Finishing a Basement 9 - Adding Insulation
Installing insulation in the wall cavities between the studs is necessary if you want your finished basement to feel warm. You have several choices in the type of insulation you choose. Friction fit fiberglass insulation with an R-value of about R-15 has been used for years. It comes in batts that fit between the studs in your walls and are held in place simply by friction. Each batt is 3-inches thick, which is why you left that extra inch when positioning your wall studs. Because this type of insulation is fiberglass, it can be placed around the wiring and electrical outlets without the risk of causing a fire.

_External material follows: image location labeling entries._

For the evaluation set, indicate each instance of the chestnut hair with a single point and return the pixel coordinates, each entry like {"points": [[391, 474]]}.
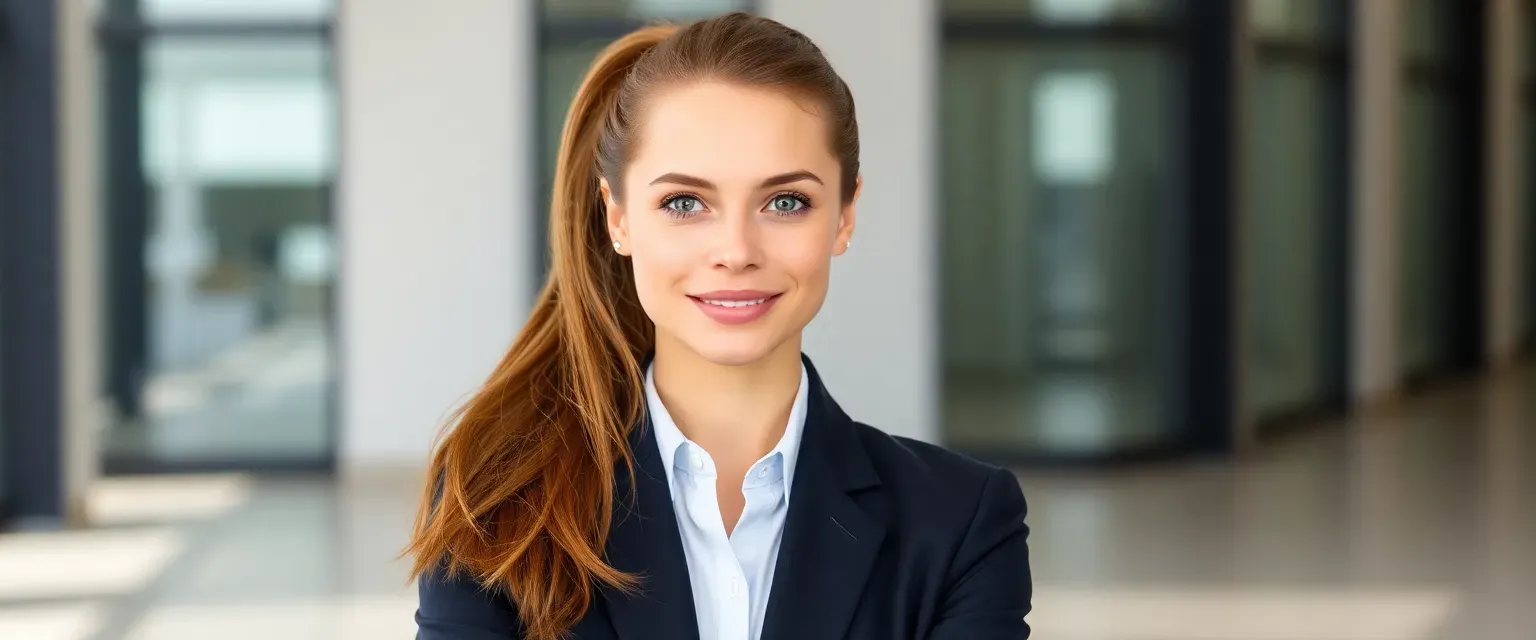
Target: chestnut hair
{"points": [[524, 482]]}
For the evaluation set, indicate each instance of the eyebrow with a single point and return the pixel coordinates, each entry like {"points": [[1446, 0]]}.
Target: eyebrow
{"points": [[771, 181]]}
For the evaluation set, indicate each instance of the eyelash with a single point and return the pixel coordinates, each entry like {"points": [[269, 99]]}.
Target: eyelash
{"points": [[668, 198]]}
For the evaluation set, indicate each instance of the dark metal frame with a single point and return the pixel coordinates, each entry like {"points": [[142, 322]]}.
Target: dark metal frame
{"points": [[31, 352], [1461, 75], [1329, 52], [1200, 355], [123, 32]]}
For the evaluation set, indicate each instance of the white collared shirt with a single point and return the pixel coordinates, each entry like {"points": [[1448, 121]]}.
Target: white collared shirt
{"points": [[730, 574]]}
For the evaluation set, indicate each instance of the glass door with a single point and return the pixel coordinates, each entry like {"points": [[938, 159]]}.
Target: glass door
{"points": [[220, 120]]}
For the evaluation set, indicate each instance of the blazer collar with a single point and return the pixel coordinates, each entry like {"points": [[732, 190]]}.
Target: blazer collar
{"points": [[830, 539]]}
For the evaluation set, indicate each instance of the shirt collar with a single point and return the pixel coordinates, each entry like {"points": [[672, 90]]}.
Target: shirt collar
{"points": [[670, 438]]}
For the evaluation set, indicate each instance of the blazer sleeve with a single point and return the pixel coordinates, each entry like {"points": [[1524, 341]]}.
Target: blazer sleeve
{"points": [[460, 608], [989, 585]]}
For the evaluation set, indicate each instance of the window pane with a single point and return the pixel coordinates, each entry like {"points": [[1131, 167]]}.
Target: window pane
{"points": [[1424, 29], [1291, 215], [238, 155], [641, 8], [1298, 19], [1057, 169], [1424, 306], [1065, 11]]}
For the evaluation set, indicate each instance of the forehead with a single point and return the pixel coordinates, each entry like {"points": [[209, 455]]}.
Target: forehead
{"points": [[724, 132]]}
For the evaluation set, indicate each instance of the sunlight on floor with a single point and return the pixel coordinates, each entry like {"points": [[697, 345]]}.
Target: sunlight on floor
{"points": [[162, 499], [56, 622], [1240, 614], [82, 564], [363, 617]]}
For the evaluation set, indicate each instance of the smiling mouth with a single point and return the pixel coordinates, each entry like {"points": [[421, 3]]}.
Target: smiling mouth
{"points": [[736, 307], [733, 303]]}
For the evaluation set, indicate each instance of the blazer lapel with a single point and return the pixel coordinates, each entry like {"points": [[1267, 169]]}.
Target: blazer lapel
{"points": [[644, 542], [830, 542]]}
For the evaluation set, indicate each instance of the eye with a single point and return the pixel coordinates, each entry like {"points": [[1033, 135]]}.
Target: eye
{"points": [[682, 204], [785, 204]]}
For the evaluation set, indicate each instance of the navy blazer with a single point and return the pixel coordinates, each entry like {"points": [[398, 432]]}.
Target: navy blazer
{"points": [[887, 539]]}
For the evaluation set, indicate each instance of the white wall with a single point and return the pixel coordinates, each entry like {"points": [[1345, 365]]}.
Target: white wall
{"points": [[433, 212], [876, 339], [1375, 122], [85, 409], [1506, 137]]}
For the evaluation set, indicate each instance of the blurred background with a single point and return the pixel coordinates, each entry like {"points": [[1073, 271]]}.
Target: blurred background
{"points": [[1243, 289]]}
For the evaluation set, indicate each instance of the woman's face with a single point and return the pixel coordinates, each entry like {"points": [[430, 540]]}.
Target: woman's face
{"points": [[730, 214]]}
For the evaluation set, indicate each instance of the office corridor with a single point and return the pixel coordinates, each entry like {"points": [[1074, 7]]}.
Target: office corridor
{"points": [[1413, 524]]}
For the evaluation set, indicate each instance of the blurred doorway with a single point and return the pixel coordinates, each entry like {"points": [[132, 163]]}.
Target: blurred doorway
{"points": [[1063, 197], [1295, 226], [1441, 312], [220, 143]]}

The insulation should be installed from the floor right to the ceiling to ensure you don't end up with any cold air spaces behind your walls that will make your room uncomfortable. The fiberglass is light and easy to work with, plus it can be cut with a straight edge and a utility knife. Wear gloves and a long sleeved shirt when working with the fiberglass batts; the fibers can be quite itchy on your skin.
An alternative insulation for your basement walls is polystyrene foam. It comes in large sheets (24x96-inches) and needs to be cut to fit between the studs. All that is usually necessary is a small handsaw. Polystyrene doesn't provide the same R-value as fiberglass, but its proponents feel it is better to use in a basement because it is impervious to water and moisture.

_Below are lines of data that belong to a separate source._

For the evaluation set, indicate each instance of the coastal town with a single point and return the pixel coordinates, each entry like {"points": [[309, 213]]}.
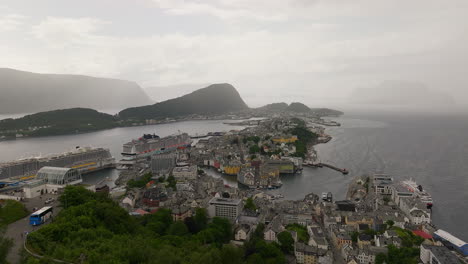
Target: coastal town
{"points": [[379, 219]]}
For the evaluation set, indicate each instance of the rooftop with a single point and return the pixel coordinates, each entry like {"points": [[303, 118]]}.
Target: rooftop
{"points": [[450, 238], [442, 254], [225, 201]]}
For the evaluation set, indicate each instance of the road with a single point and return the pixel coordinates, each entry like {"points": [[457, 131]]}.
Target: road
{"points": [[17, 229]]}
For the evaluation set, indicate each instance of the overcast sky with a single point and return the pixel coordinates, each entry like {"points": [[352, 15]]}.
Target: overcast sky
{"points": [[314, 51]]}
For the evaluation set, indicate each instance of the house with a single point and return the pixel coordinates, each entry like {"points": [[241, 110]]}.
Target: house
{"points": [[306, 254], [243, 232], [430, 254], [340, 238], [367, 255], [317, 237], [364, 240], [348, 252], [383, 241], [179, 213], [273, 229]]}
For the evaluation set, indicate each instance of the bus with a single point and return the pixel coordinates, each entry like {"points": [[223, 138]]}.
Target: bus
{"points": [[40, 216]]}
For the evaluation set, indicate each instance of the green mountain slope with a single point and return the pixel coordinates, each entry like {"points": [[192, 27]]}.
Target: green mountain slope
{"points": [[57, 122], [214, 99], [27, 92]]}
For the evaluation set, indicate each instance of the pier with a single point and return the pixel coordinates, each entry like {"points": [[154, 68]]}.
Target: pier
{"points": [[320, 165]]}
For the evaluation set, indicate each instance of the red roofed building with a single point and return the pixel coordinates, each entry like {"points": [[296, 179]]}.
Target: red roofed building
{"points": [[141, 211], [422, 234]]}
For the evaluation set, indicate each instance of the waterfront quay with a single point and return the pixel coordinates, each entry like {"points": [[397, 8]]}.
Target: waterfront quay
{"points": [[376, 220]]}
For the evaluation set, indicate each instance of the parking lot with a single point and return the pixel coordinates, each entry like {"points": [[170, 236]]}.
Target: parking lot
{"points": [[17, 230]]}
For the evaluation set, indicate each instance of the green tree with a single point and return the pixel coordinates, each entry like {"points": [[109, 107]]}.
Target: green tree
{"points": [[381, 258], [171, 182], [354, 236], [390, 223], [178, 228], [5, 246], [386, 199], [75, 195], [249, 204], [231, 254], [254, 149], [286, 241], [201, 218]]}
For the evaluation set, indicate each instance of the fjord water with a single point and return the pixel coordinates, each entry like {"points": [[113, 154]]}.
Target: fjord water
{"points": [[433, 150]]}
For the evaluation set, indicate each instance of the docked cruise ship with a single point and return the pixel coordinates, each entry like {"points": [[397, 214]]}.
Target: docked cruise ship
{"points": [[418, 191], [85, 159], [147, 145]]}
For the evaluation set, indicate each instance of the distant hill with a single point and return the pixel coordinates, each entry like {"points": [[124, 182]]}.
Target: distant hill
{"points": [[58, 122], [27, 92], [163, 93], [298, 107], [326, 112], [274, 107], [214, 99]]}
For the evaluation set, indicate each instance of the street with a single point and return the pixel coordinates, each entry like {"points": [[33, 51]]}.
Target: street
{"points": [[17, 230]]}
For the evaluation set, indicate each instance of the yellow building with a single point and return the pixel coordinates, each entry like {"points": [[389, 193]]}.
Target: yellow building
{"points": [[290, 139], [232, 170]]}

Whatever type of insulation you choose, don't neglect to install a vapor barrier over it. A vapor barrier's function is to prevent the movement of warm moist air from the heated interior of the home into the cooler areas in the wall cavity. If air migration is allowed, the warm air would cool and its moisture would be left behind in the wall cavity, where it could cause wood rot as well as mold and mildew.
A vapor barrier is installed on the inside of the insulation closest to the interior surface. The best vapor barrier is a polyethylene plastic sheet spread over the studs and stapled in place. Overlap any seams by at least one row of studs to make sure no moist air can enter the wall cavity. For extra safety, tape all the seams.